Este llamado a una ética centro-mundialista no surge de un idealismo ético o un mero deseo fantasioso, sino que descansa en un cimiento pragmático sólido. A la larga, perseguir cada vez más nuestro estrecho interés personal en círculos cada vez más amplios es menoscabar nuestro verdadero interés a largo plazo; ya que al adoptar tal enfoque contribuimos a la desintegración social y a la devastación ecológica, cortando de esta forma la rama en la que nos encontramos sentados. El subordinar el estrecho interés egoísta al bien común es, a final de cuentas, expander nuestro propio y real beneficio, el cual depende en gran medida de la armonía social, la justicia económica y de un medio ambiente sostenible.

El Buddha declara que de todas las cosas en el mundo, aquella con el mayor poder de influenciar las cosas para bien o para mal es la mente. La paz genuina entre las personas y naciones surge de la paz y buena voluntad en los corazones de los seres humanos. Tal paz no se puede lograr meramente con progreso material, o mediante desarrollo económico e innovación tecnológica, sino que requiere de desarrollo moral y mental. Solamente al transformarnos a nosotros mismos podremos transformar a nuestro mundo en la dirección de la paz y la amistad. Esto quiere decir que, para que la raza humana viva unida en paz en este planeta que se encoge, el reto ineludible al que tenemos que enfrentarnos es el comprendernos y dominarnos a nosotros mismos.

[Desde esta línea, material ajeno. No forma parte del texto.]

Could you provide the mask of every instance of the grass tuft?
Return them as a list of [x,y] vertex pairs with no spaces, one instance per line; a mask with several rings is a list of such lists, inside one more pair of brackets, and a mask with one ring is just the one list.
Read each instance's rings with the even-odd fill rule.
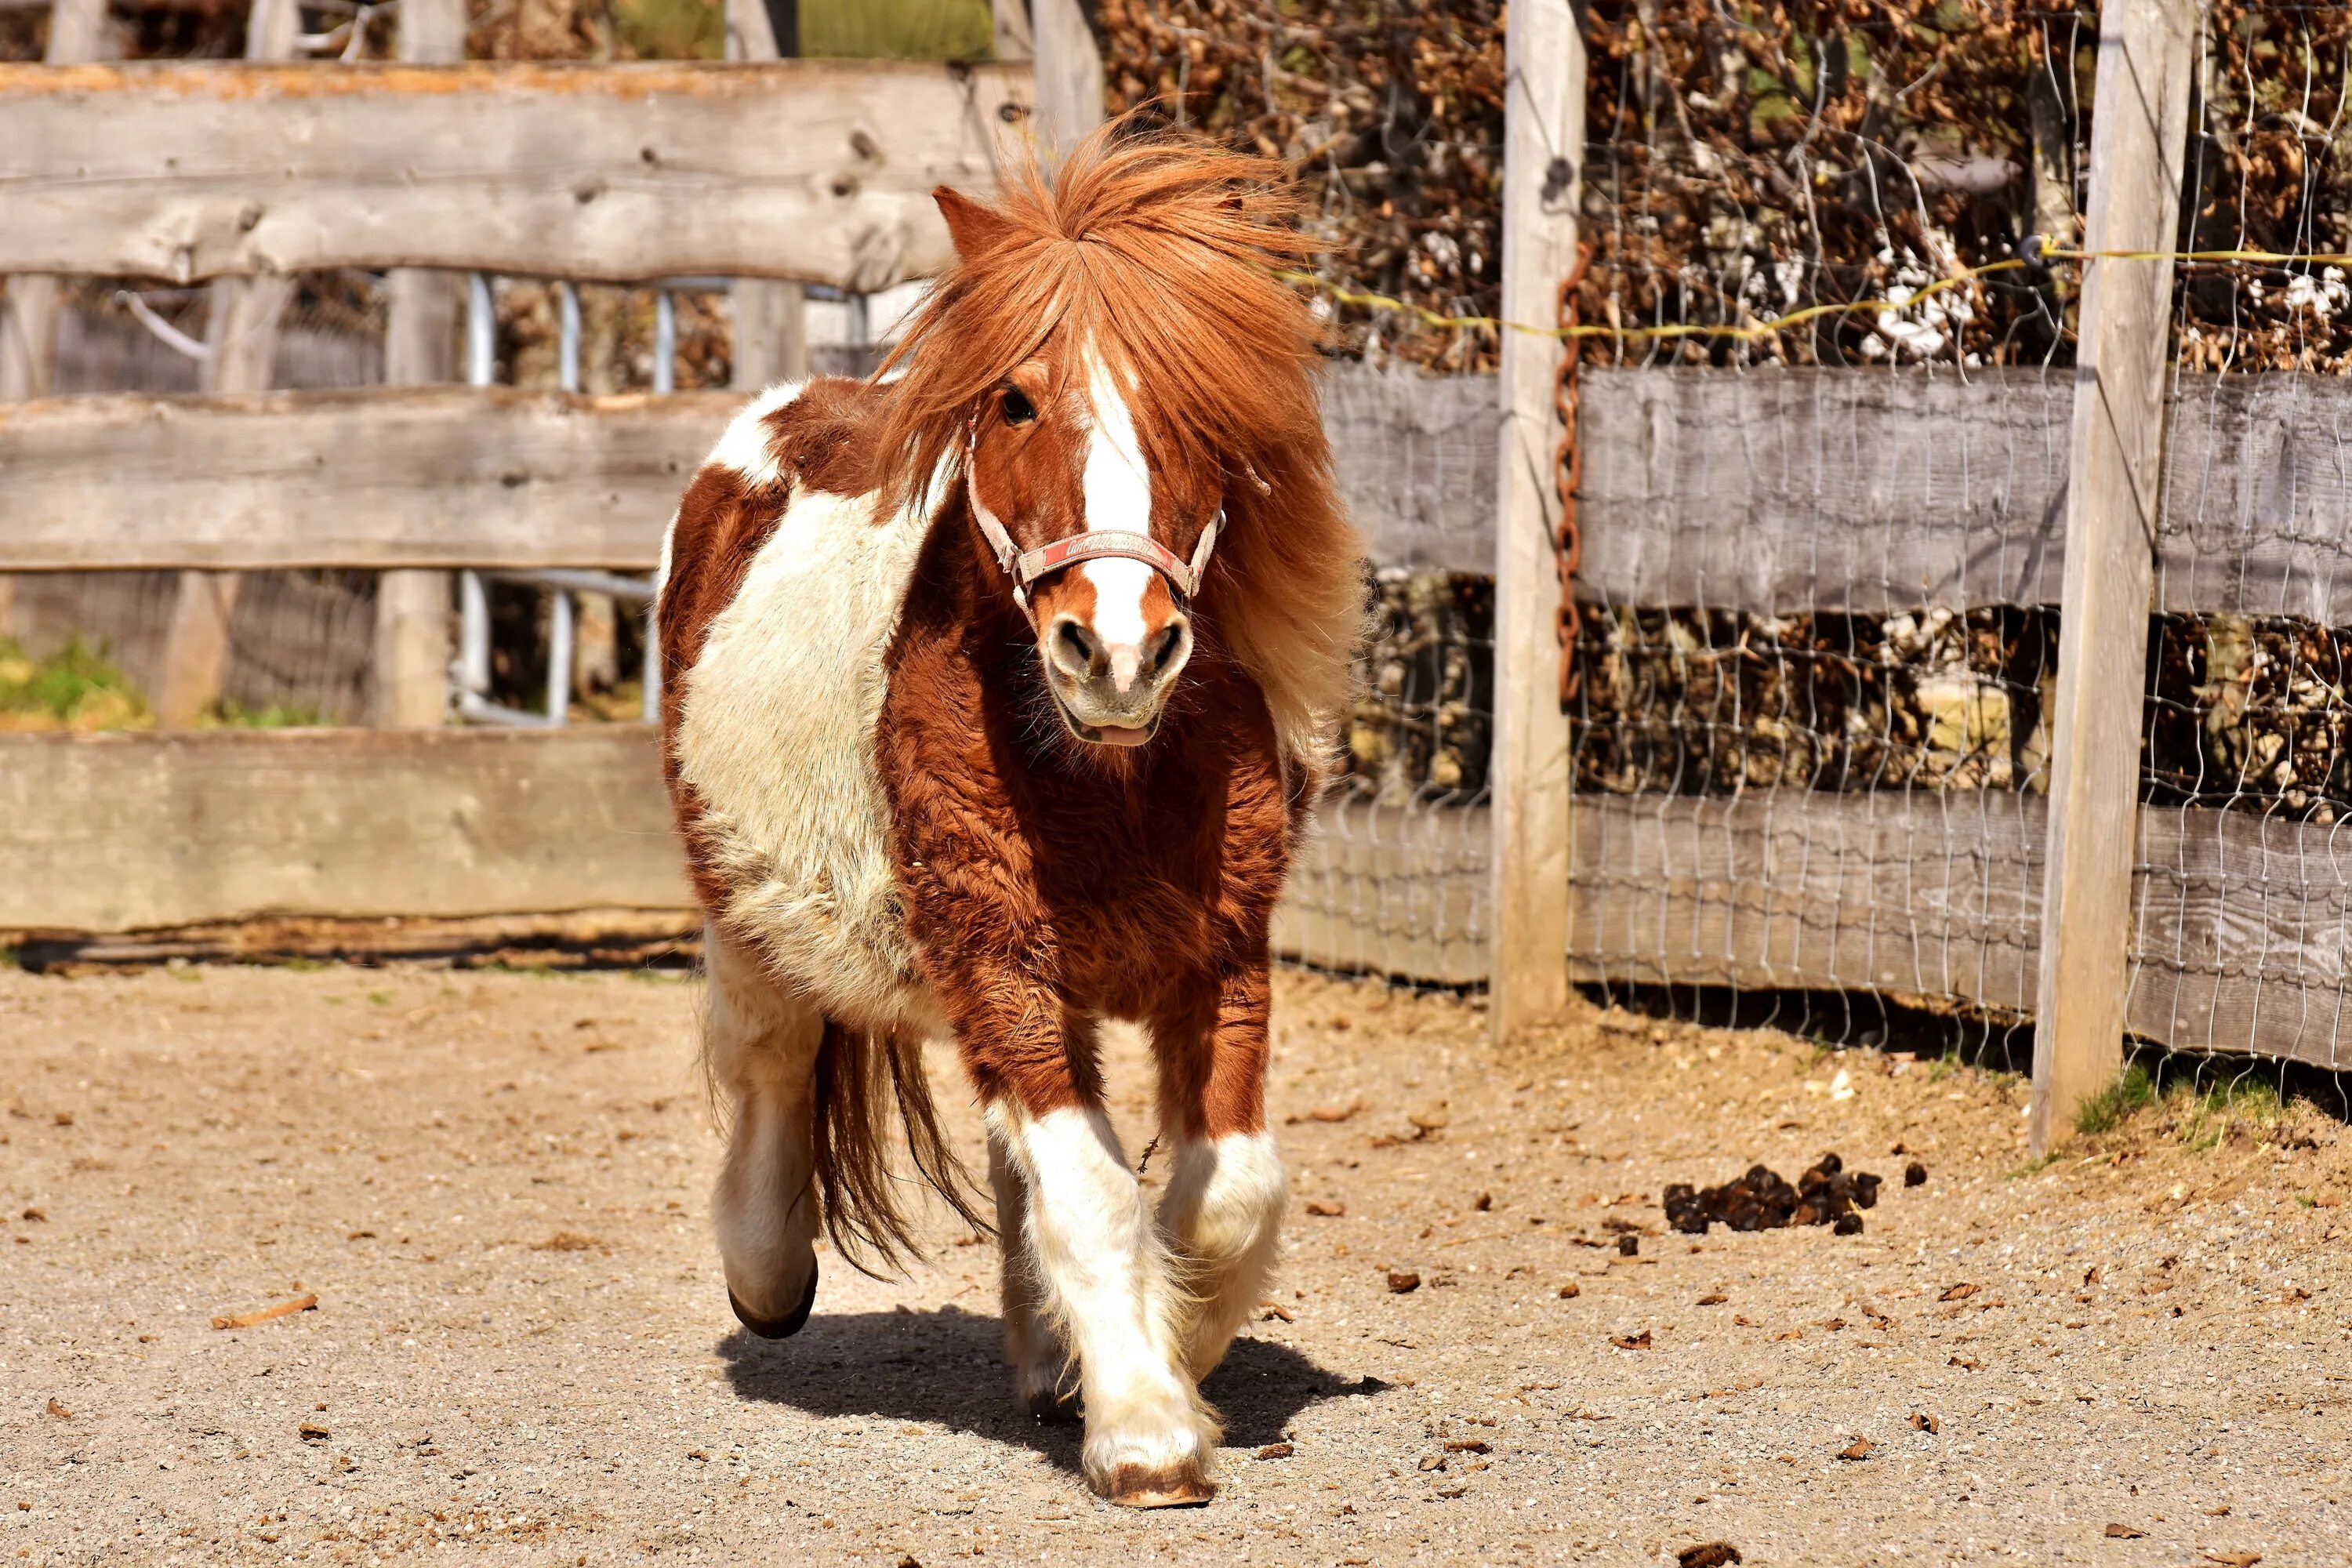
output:
[[2156,1103],[2156,1079],[2133,1062],[2116,1081],[2074,1108],[2074,1131],[2085,1138],[2112,1132]]
[[103,645],[79,637],[47,658],[0,637],[0,730],[135,730],[153,721],[147,700]]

Es aquí donde la enseñanza del Buddha se torna especialmente oportuna, inclusive para aquellos que no están inclinados a aceptar la doctrina y la fe buddhista en su totalidad. En su diagnóstico de las impurezas mentales como las causas que yacen por debajo del sufrimiento humano, la enseñanza muestra las raíces ocultas de nuestros problemas personales y colectivos. Mediante la proposición de un camino práctico de entrenamiento moral y mental, la enseñanza nos ofrece un remedio efectivo para abordar los problemas del mundo en el mismo lugar en el que son accesibles a nosotros mismos: nuestras propias mentes. Al entrar en el nuevo milenio, la enseñanza del Buddha provee para todos nosotros, independientemente de nuestras convicciones religiosas, la guía que necesitamos para hacer de nuestro mundo un lugar más pacífico y agradable en el cual podamos vivir.